For a given n-state busy beaver game, is the busy beaver function unique, or might there be multiple functions with the same maximum score? Perhaps it has not been proven either way?
-
2A very interesting question, but perhaps better suited for http://cstheory.stackexchange.com/ ? – Aasmund Eldhuset Sep 06 '11 at 14:29
3 Answers
Yes, it is.
The busy beaver function is defined so that
\Sigma(n) = max { \sigma(M) | M is a halting n-state 2-symbol Turing machine}
The maximum is unique if it exists, which it does (Rado proved this). This is just a number.
Therefore \Sigma(n) is also unique, and so the discrete function \Sigma: N --> N is also unique. There may be multiple ways to extend \Sigma to a continuous function, but why someone would want to do this is beyond me.
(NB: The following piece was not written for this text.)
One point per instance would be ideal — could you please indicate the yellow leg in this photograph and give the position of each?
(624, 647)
It's possible to compute small values of \Sigma; check out the OEIS entry for the largest known values.

- 48,188
- 17
- 130
- 149
As @PengOne pointed out, the function is indeed unique. It is a completely defined N -> N discrete function.
However, from your formulation ("or might there be multiple functions with the same maximum score") it can also be understood that you want to know whether there are multiple busy-beavers that give the same maximum. If that is the case, then yes, there are at least 2 busy-beavers given an N, one is constructed from the other by simply reversing the shifts.

- 253,575
- 64
- 457
- 625
-
Never mind. I understand. Because the mapping is the same, just the intermediate steps are different. Thank you. – Daniel Sep 06 '11 at 21:39
-
@Daniel, I think you are using a non-standard terminology. The standard terminology (for example, used in the Wikipedia article you link) is that the busy beaver function is a function which tells you the maximum score for all n-state Turing machines. There is only one function. However, there are multiple Turing machines which attain this maximum (as Luchian Grigore mentioned). These machines can be thought of as programs in the Turing machine language; you appear to be calling them functions which has caused confusion here. – sligocki Sep 12 '11 at 16:55
This has been asked a long time ago, but I found this interesting: http://www.win.tue.nl/~wijers/shallit.pdf
Also, I coded an algorithm that brute forces the 3-state busy-beaver problem, and it gave me about 22 non-symetrical configurations that produced 6 symbols (consecutive or not). This means there are perhaps 60-some configurations if you consider you can swap state 1 and state 2, as well as inverse the first transition.
But that's only for the amount of symbols produced, not the 'longest execution' one.